Conclusions: In pretreatment isolates of M. tuberculosis with decrements of MIC values of isoniazid or rifampin below standard resistance breakpoints, higher MIC values were associated with a greater risk of relapse than lower MIC values. (Funded by the National Institute of Allergy and Infectious Diseases.).

Figure 1.. MIC Values of Isoniazid and Rifampin and Treatment Outcomes in the Development Cohort.

Shown are the minimum inhibitory concentration (MIC) values of isoniazid (Panel A) and rifampin (Panel B) in Mycobacterium tuberculosis isolates obtained from patients in the development cohort, according to whether the patients were cured or had a relapse after the completion of treatment. The green curve indicates the likelihood ratios for a relapse for each MIC value shown. For MIC values at which no cure or relapse occurred, the absence is indicated by a zero. In Panel A, the likelihood ratio for the highest MIC value is undefined because there were no cures at this value. Panel C shows the MIC values of isoniazid and rifampin, according to cure or relapse status, in a subgroup of isolates in which the MIC values of both isoniazid and rifampin were known. Superimposed symbols have been slightly offset on the x and y axes for clarity.

Figure 2.. Receiver-Operating-Characteristic (ROC) Curves for Relapse after Tuberculosis Treatment.

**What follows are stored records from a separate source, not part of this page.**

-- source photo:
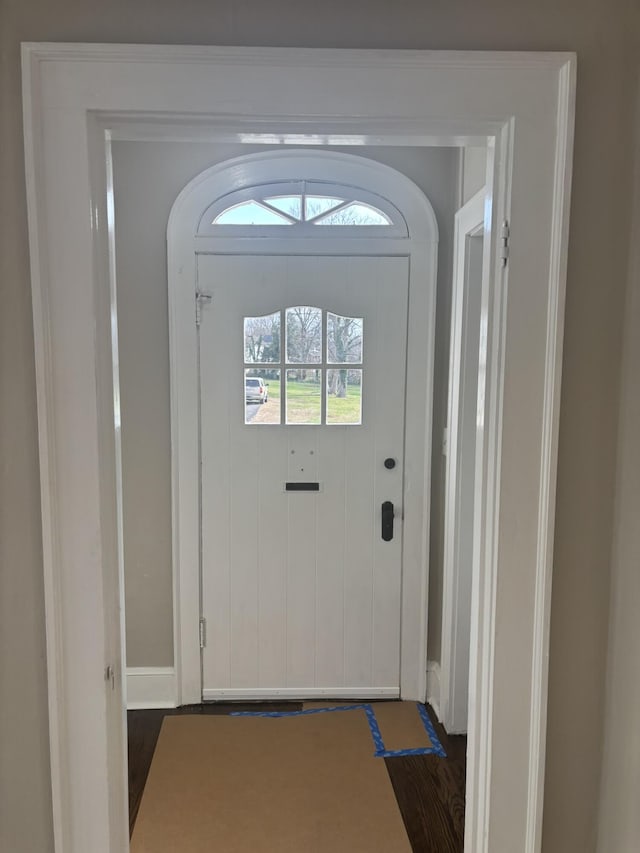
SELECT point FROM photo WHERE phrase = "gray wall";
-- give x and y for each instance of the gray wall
(605, 34)
(147, 178)
(620, 815)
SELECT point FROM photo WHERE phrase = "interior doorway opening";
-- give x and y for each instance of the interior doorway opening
(247, 227)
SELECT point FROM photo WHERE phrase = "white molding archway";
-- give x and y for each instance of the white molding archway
(185, 240)
(79, 97)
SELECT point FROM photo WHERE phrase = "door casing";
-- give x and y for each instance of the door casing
(77, 97)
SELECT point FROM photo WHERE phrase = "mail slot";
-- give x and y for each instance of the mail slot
(302, 487)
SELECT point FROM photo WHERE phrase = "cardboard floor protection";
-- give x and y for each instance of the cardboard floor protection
(299, 784)
(400, 723)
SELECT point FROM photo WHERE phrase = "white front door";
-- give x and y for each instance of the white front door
(300, 583)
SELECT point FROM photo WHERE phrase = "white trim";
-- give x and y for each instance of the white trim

Shown are ROC curves in the development cohort (Panel A) and the validation cohort (Panel B). Curves are displayed for MIC values of isoniazid (INH) and rifampin (RIF) alone, for MIC values of isoniazid plus rifampin, and for the other models discussed below, as indicated. ROC curves are graphical plots that illustrate the performance of a binary classifier system as its discrimination threshold is varied. The curves were created by plotting the true positive rate against the false positive rate at various threshold settings. The area under the curve (AUC) that is shown in each plot summarizes the overall biomarker performance in a single number, with 0.5 indicating no difference from chance and 1.0 indicating a perfect biomarker with sensitivity and specificity both equal to 100%. The full model includes the following factors: MIC values of isoniazid and rifampin, cavitary disease on radiography, being underweight, and a positive 8-week sputum culture. The full model without culture results includes the same covariates as the full model with the exclusion of a positive 8-week sputum culture. The composite model includes the same covariates as the full model with the exclusion of the MIC values of isoniazid and rifampin.

Figure 3.. MIC Values of Isoniazid and Rifampin and Treatment Outcomes in the Validation Cohort.

Shown are the MIC values of isoniazid (Panel A) and rifampin (Panel B), according to treatment outcome in the validation cohort, with corresponding likelihood ratios for relapse indicated. In Panel A, the likelihood ratios for the three highest MIC values are undefined because there were no cures at these values. For MIC values at which no cure or relapse occurred, such an absence is indicated by a zero. Panel C shows the MIC values of isoniazid and rifampin, according to cure or relapse status, in a subgroup of isolates for which the MIC values of both isoniazid and rifampin were known. Superimposed symbols have been slightly offset on the x and y axes for clarity.